ESCAPE-2, flown on Atlantis in 1994, was a follow-on version of the Escape 1 payload that probed how solar radiation affected Earth’s thermosphere, a portion of Earth’s upper atmosphere. The payload involved about 75 students, mostly undergraduates, said Colorado Space Grant Consortium Director Chris Koehler.
A third CU-Boulder student-built space shuttle payload known as DATA-CHASER, was a two-part experiment launched aboard Discovery in 1997. The payload included hardware to test advanced remote technologies, as well as instruments to measure the sun in far UV wavelengths. DATA-CHASER was designed and built and tested by dozens of CU-Boulder students, primarily undergraduates, over a three-year span.
So what’s on deck at CU-Boulder following the end of NASA’s space shuttle program, in terms of both manned and unmanned flight vehicles? Hardware and experiments developed by BioServe already are manifested on various international resupply vehicles traveling to the International Space Station as well as on U.S. spacecraft now under development, said BioServe Director Louis Stodieck.
In August 2010 CU-Boulder was one of nine institutions selected by the Federal Aviation Administration to participate in a newly formed Center of Excellence for Commercial Space Transportation. The center focuses on four major research areas: space launch operations and traffic management; launch vehicle systems; commercial human space flight; and space commerce, including law, insurance, policy and regulation. All are aimed at ensuring safe and efficient private human space flight for non-NASA missions, said aerospace engineering Professor Dave Klaus, who directs the new CU-Boulder center.

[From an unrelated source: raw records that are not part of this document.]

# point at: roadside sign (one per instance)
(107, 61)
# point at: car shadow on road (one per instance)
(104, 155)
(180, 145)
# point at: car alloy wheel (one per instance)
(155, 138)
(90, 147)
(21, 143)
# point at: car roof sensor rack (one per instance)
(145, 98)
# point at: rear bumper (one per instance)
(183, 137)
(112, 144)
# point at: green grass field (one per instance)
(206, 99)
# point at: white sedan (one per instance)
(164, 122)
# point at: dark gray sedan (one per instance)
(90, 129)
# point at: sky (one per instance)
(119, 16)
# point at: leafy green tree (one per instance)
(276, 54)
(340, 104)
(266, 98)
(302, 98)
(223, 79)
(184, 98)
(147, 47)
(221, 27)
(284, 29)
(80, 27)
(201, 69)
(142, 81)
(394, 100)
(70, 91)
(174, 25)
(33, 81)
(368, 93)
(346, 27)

CU-Boulder also is involved in a research partnership with Sierra Nevada Corp. of Louisville, Colo., which is designing and building a manned spacecraft called the Dream Chaser intended to replace the space shuttle for transporting humans and cargo into low-Earth orbit. Sierra Nevada has received about $200 million in NASA contracts to design and build the vehicle, which will be launched vertically and can land on conventional runways.
As part of its collaboration, Sierra Nevada is funding a CU team led by Klaus to develop methods for evaluating safety and operational aspects of the spacecraft. Klaus’ lab has a mock-up cockpit section of the Dream Chaser being used to test the ergonomic layout for instrument displays and controls. The students on the project are being advised by CU-Boulder’s Voss — who also is a vice president at Sierra Nevada Corp. — and his colleague Joe Tanner, both of whom joined the CU-Boulder faculty after retiring as NASA astronauts.

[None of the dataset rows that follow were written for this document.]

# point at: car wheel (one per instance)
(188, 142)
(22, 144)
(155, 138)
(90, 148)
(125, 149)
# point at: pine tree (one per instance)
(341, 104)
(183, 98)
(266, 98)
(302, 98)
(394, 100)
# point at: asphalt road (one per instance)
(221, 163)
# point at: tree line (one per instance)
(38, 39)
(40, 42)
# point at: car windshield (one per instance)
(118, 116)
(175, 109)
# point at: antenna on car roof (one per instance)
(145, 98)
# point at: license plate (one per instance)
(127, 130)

CU-Boulder currently is housing a full-scale mock-up of the Dream Chaser based on an earlier design of the spacecraft, as well as a 15 percent scale model that was successfully flight tested by a team including Sierra Nevada engineers and CU aerospace engineering faculty and students in December 2010. The hope of Sierra Nevada and CU-Boulder is that the Dream Chaser will provide routine crew transportation to and from the International Space Station as NASA turns its focus to deep space exploration missions.

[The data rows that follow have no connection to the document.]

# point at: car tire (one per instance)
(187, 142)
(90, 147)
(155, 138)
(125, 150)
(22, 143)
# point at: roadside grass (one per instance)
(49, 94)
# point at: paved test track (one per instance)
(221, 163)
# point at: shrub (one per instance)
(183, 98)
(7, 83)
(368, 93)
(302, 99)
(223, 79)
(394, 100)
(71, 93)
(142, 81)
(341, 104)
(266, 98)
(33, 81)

In December 1990, when the space shuttle Columbia launched, Commander Vance Brand took with him a 10,000-year-old Paleo-Indian spear point that had been discovered on Colorado’s eastern plains. One wonders what the thundering liftoff of a NASA space shuttle might have looked like through the eyes of the earliest Americans, and what the next 10,000 years holds for human exploration of space in the solar system and beyond.